A virus-human protein–protein interaction (PPI) network shows the connections between the human SARS coronavirus and Homo sapiens proteins. The viral proteins are represented by red circles, while the human proteins are represented by gray circles. The type of interaction is indicated by the color of the lines (edges), the thickness of the edges demonstrates the intensity of the supporting data, and the number of interactions is shown by the different edges of different colors
Molecular Docking Studies
The 3CLPro is previously been explored extensively in the recent era [42], however, futher research is necessary to explore full inhibitory potential. In our study 14 chosen phytochemicals’ binding scores to the target protein were utilized to calculate binding energy and inhibitory constant (Ki) values. The ligand-receptor complexes were chosen using a − 4.3 kcal/mol threshold. A total of 11 phytochemicals had a binding attraction of ≥ –4.3 kcal/mol, indicating their use as potential drugs against 3CLp.

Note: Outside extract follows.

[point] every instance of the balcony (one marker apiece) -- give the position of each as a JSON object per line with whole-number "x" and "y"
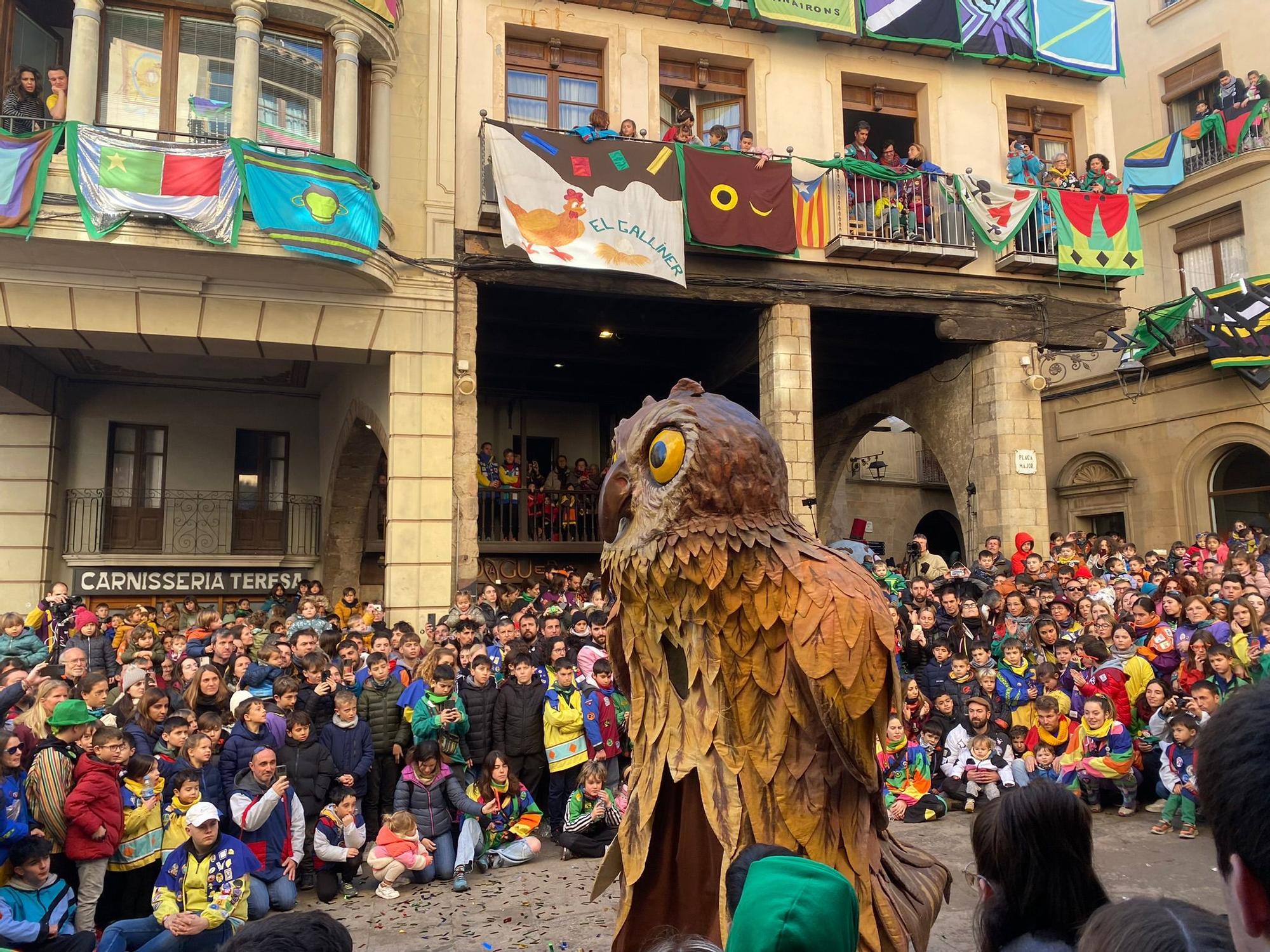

Uscharin has a binding attraction of − 6.7 kcal/mol, which is the greatest, and two hydrogen bonds. Voruscharin forms two hydrogen bonds and has a binding affinity of − 6.5 kcal/mol. The binding affinity of coroglaucigenin is − 5.6 kcal/mol with a single hydrogen bond. The binding affinity of fructoside, which contains two hydrogen bonds, is − 5.4 kcal/mol. With a binding affinity of − 5.1 kcal/mol, benzoylisolineolone attaches to two hydrogen bonds. The binding affinity of uzarigenin is − 5.0 kcal/mol, and it only binds to one hydrogen bond. Corotoxigenin has a − 4.9 kcal/mol binding affinity with two hydrogen bonds. Isolineolone has a binding affinity with one hydrogen bond of − 4.9 kcal/mol. The binding affinity of caloropagenin is − 4.8 kcal/mol and it binds to two hydrogen bonds. The binding affinity of syriogenin is − 4.8 kcal/mol and it only binds to one hydrogen bond. Lineolone has a − 4.4 kcal/mol binding affinity with two hydrogen bonds. A three-dimensional representation of phytochemicals in the binding pocket of the primary protease crystal structure is shown in Fig. 3. Docking results depict that uscharin forms the strongest interactions. Table 4 summarizes 2D representations of ligand-receptor complexes, along with their interacting amino acids, binding scores, and Ki values.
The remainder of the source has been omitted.